Lévy finds little progress in the places to which he returns. Visiting Bangladesh after 50 years, Lévy is greeted with a band and a parade. However, Bangladesh’s present is dire and its future is subsumed by poverty, pollution and the effects of climate change. On the Greek Island of Lesbos, he visits the Moriah refugee camp, where, it may be said: hope goes to die. Those who wish to turn away the refugees are noxious. Lévy writes: “It was the first time in my life that I had found myself in such a situation. Confronted with such open, proud, hate.”
Since Daniel Pearl’s murder and 9/11, one can say that “Open Proud Hate” has increasingly infected the world and made it a far more hostile and dangerous place. In Mogadishu, Lévy is almost stoned to death with real stones by Somalis. An even more terrifying moment in both the film and the book comes in Libya after Lévy’s Tarhuna appeal, when he is chased by armed militias in trucks trying to run Lévy’s convoy off the road or block it, even as individuals call out “Jewish dog – No Jewish dogs in Libya.” In the film you see the incendiary spirit animating this hatred – and it is frightening.
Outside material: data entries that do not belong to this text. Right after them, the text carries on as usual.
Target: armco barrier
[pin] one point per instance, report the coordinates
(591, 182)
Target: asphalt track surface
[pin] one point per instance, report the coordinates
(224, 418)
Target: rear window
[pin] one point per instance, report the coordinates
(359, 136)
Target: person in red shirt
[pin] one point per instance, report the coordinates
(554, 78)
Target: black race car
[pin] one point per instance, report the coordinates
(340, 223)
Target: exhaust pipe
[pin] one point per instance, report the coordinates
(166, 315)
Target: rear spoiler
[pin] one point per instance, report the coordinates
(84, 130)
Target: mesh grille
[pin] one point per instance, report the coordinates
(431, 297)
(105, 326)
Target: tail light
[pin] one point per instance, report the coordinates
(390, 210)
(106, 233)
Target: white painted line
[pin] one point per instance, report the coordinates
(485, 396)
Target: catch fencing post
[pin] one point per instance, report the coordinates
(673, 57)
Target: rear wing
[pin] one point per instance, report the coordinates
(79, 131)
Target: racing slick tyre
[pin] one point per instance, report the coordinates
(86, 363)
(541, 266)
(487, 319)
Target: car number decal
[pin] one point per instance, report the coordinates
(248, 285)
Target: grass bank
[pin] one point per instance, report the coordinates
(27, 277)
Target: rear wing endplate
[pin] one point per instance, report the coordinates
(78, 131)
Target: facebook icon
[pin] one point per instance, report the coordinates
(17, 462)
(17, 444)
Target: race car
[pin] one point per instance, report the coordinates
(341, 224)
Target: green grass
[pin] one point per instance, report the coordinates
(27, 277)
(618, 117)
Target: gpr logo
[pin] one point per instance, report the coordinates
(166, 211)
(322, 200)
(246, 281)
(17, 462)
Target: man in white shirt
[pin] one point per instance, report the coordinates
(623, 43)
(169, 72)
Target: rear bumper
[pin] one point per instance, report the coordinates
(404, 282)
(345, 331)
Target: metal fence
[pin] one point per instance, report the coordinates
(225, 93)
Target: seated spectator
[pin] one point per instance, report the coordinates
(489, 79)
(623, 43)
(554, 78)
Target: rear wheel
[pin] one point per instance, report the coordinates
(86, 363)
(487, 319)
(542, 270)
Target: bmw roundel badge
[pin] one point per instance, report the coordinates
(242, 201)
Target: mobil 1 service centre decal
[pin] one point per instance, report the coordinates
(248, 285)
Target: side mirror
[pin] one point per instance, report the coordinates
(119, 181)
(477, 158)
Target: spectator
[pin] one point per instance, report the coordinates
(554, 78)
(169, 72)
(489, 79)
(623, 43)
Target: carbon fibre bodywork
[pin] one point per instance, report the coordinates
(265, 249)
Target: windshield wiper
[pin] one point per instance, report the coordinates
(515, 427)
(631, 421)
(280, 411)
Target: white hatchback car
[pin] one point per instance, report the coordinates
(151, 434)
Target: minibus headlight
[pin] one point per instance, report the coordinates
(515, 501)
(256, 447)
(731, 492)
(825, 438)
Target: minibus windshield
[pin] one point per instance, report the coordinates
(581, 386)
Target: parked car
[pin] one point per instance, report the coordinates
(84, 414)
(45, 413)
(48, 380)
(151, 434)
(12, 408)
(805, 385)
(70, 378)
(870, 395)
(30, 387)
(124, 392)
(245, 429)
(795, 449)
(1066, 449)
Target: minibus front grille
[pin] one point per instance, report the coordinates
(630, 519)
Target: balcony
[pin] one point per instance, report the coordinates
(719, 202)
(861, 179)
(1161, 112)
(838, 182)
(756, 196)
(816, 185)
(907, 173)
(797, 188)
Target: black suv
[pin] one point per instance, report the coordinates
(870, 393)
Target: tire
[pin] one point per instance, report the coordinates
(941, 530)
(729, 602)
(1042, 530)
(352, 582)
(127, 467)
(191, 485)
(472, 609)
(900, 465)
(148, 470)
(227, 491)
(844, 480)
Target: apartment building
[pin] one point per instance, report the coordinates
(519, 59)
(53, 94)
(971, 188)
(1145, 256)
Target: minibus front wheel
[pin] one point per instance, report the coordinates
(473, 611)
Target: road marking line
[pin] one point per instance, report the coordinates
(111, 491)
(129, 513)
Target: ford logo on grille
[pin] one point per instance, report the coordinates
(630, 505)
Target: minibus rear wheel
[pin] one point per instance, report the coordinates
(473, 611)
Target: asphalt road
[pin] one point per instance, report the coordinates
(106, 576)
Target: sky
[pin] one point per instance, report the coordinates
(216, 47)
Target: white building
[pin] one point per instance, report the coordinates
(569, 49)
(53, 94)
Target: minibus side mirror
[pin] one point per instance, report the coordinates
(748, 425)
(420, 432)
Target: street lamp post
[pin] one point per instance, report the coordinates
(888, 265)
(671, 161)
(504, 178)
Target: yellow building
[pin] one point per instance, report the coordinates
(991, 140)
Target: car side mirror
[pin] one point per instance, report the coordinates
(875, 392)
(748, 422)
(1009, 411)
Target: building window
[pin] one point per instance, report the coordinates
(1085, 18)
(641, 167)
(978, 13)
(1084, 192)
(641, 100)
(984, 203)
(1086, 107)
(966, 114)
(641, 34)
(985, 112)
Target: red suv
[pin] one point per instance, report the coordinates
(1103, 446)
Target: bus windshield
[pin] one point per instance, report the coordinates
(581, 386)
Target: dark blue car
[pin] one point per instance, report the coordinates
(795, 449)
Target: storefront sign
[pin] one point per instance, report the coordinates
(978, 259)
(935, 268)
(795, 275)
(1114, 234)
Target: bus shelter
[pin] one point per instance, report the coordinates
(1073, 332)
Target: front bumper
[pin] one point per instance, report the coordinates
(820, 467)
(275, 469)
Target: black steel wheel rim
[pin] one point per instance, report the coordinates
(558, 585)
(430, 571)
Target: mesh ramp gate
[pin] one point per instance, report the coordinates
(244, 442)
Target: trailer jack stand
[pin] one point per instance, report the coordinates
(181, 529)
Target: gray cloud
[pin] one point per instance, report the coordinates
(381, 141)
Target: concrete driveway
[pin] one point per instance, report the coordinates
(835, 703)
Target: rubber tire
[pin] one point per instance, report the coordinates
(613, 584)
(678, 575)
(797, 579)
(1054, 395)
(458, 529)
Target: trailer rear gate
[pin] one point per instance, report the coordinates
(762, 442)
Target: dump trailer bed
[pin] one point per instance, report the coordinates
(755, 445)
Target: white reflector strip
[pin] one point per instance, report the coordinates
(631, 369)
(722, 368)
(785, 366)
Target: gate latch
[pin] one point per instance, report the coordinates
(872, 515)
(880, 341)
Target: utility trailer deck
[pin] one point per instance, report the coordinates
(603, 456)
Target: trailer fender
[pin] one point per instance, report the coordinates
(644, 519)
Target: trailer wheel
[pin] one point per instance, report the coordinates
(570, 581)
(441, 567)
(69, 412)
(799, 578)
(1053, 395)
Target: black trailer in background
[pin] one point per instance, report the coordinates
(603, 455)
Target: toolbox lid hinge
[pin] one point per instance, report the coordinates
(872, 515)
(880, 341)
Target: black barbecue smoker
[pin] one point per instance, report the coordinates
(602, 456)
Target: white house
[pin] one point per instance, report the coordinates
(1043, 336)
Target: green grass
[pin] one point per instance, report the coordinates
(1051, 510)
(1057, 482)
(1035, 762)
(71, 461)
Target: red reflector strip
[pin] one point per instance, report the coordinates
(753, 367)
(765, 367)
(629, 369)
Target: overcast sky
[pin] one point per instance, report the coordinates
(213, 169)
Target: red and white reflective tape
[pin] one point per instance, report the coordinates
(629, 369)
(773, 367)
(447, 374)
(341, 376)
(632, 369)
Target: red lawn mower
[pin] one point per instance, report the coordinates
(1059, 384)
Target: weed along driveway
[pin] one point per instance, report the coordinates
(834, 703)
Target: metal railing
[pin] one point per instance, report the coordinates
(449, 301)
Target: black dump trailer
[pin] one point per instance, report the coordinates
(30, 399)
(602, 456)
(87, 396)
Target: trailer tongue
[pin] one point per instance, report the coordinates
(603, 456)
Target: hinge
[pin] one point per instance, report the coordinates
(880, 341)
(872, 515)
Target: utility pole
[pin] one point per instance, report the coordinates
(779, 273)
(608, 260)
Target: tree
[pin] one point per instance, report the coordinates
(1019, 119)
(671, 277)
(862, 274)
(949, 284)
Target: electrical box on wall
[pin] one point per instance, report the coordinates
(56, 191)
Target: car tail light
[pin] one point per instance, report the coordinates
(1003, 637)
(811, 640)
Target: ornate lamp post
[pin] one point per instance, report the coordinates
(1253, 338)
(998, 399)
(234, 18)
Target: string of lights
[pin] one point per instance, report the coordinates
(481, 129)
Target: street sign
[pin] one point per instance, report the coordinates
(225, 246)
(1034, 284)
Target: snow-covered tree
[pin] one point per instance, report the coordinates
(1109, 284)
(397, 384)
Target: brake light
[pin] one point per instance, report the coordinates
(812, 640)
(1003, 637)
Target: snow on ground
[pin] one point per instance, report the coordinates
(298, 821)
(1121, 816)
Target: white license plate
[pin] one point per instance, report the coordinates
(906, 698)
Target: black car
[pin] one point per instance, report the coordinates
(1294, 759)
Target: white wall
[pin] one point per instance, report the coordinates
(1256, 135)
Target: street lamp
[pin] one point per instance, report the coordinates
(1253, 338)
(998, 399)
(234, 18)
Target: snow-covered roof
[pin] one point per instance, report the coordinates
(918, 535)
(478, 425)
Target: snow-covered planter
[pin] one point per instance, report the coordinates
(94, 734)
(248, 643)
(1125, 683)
Lévy also returns to Afghanistan where he finds hope in the person of Commander Massoud’s son, Ahmad Massoud. However, since Lévy’s reporting, with the return of the Taliban, Ahmad Massoud has fled to Tajikistan. On film, we watch Lévy’s appeals to our better angels, but what we see on the ground raises doubts about whether Lévy’s interventions have become a lost cause. One wonders: When the day comes that Lévy no longer travels to these cursed places, who will take up the fight? Who, if anyone, is even in position to do so? And yet….
When I interviewed Levy recently at Wilshire Boulevard Temple in Los Angeles, one audience member asked what any of us – any of us who are not Lévy – can do regarding these situations. Lévy’s answer was twofold: First we can become informed and let others know; second, Lévy noted that most people, including most politicians, lead ordinary lives. The challenge was whether in a moment of crisis for others, one could rise to the occasion and transcend one’s own limitations and do more. Just a little more than you may have thought possible. That, Lévy said, often made a big difference. That is what through his writing and film and his example, he hopes to inspire.
“What gives me hope is this ability of women and men to rise above themselves.” Even in politics, Levy said, whether we are more on the right or more on the left, or Republican or Democrat, does matter if a politician commits an act worth of a stateswoman or a statesman. As an example, Lévy spoke of a time during the Bosnian war that French President Mitterrand, with whom Lévy disagreed with on almost every subject, nonetheless decided while flying back from a G8 summit in Portugal to divert his plane to land in Sarajevo which was under heavy shelling. By doing so, Mitterrand forced a temporary ceasefire which saved many lives. Because of this one act, Lévy never again judged Mitterrand as harshly. “This one act reconciled me with him for a while,” Levy said, relishing the memory. “This is what I like in life.”